China’s producer-price index, a gauge of prices at the factory gate, fell 1.1% in June from a year earlier, slower than a 1.4% year-over-year decline in May. The index has remained in negative territory for 28 straight months.
House Plans to Vote on Bonus Depreciation This Week
The U.S. House of Representatives is scheduled to vote Wednesday on a plan to permanently extend a lucrative business tax break aimed at spurring investment.
Known as bonus depreciation, the tax break lets companies deduct half the cost of some capital equipment purchases immediately, instead of slowly deducting the depreciation over many years.
The House Ways and Means Committee sent bill H.R. 4718 to the floor in May. A yes-vote is expected from the Republican-controlled House, but it’s unclear when or how the bill might move toward a vote in the Senate.

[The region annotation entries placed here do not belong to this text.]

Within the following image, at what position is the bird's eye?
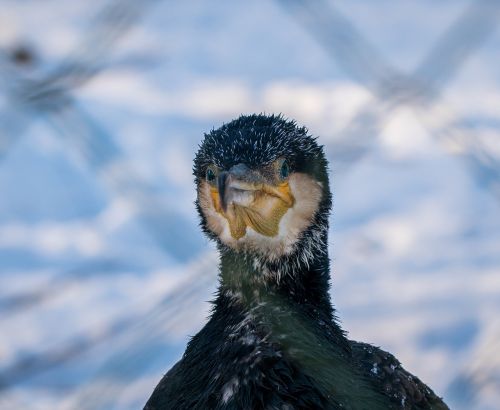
[280,160,290,179]
[206,167,215,184]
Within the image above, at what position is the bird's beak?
[212,164,294,239]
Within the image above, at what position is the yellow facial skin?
[210,181,295,240]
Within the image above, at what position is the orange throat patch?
[210,182,295,239]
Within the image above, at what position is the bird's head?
[193,115,331,261]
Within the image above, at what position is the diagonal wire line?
[3,0,201,261]
[0,253,215,391]
[0,0,160,159]
[16,0,160,103]
[0,259,133,322]
[285,0,500,184]
[47,101,202,261]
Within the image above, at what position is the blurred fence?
[0,0,500,409]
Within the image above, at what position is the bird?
[144,114,448,410]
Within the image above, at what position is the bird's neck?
[216,230,333,320]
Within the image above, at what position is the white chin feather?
[198,173,322,260]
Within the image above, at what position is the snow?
[0,0,500,410]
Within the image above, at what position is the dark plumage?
[145,115,448,410]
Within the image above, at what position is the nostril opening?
[229,164,250,178]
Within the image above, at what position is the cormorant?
[145,115,448,410]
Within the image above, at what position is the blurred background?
[0,0,500,410]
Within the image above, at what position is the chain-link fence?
[0,0,500,409]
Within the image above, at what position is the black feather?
[145,115,448,410]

Rep. Pat Tiberi (R., Ohio) sponsored the House bill and said making bonus depreciation permanent “helps grow the economy and encourages job growth.” The extension of the tax deduction could cost about $262.9 billion in lost tax revenue over the next decade, according to estimates from The Joint Committee on Taxation. (…)
“Making a Market Call”
Actually, making two calls: This is on July 3rd via Barron’s:
“The jobs report was pretty darn good,” Jeff Saut, the St. Petersburg, Florida-based chief investment strategist at Raymond James Financial Inc., said in a phone interview. He helps oversee about $450 billion. “We’re going to get a multiple expansion. Earnings are going to continue to come in better than expected. We’re in a secular market that has years left to run.”

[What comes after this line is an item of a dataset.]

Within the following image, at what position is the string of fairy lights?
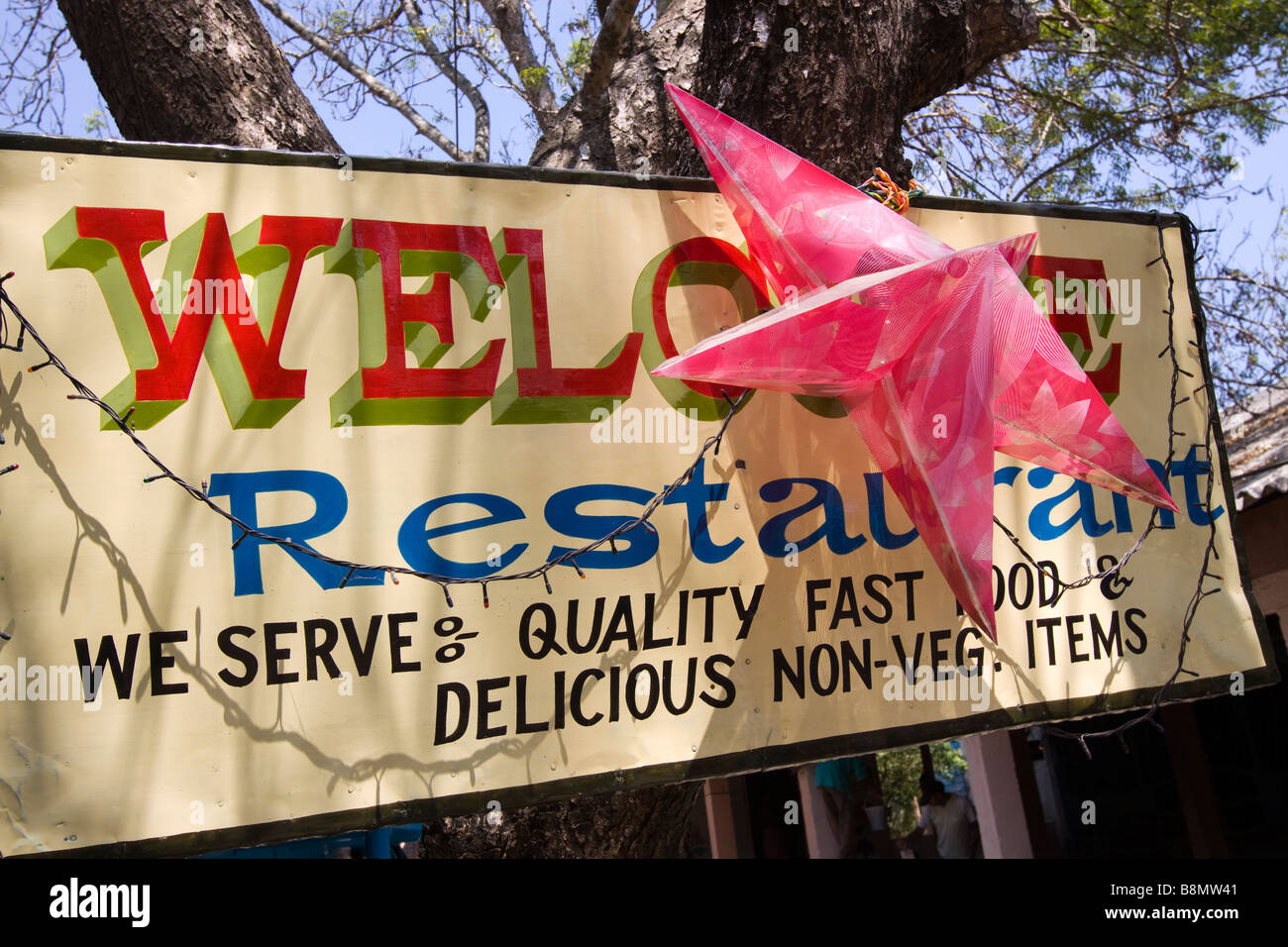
[0,213,1224,758]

This Saut again is on July 7 via GreenLight Advisors:
(…) I have revisited the summer of 2011 because I have been getting similar readings for a pickup in volatility arriving in mid-July 2014, very much like what we saw in June of 2011. Moreover, the stock market’s internal energy readings are likewise at levels last seen during the summer of 2011. Now history doesn’t necessarily repeat itself, but it does indeed sometimes rhyme. Accordingly, I am making a “call” for the potential of the first decent pullback of the year to begin in mid-July or early August; and am recommending culling non-performing stocks from portfolios to raise cash. If said decline fails to materialize, we can always recommit the cash to more favorable situations because longer-term I believe this secular bull market has years left to run.
But, in truth, what is exactly a “call for a potential pullback…”? Fully hedged!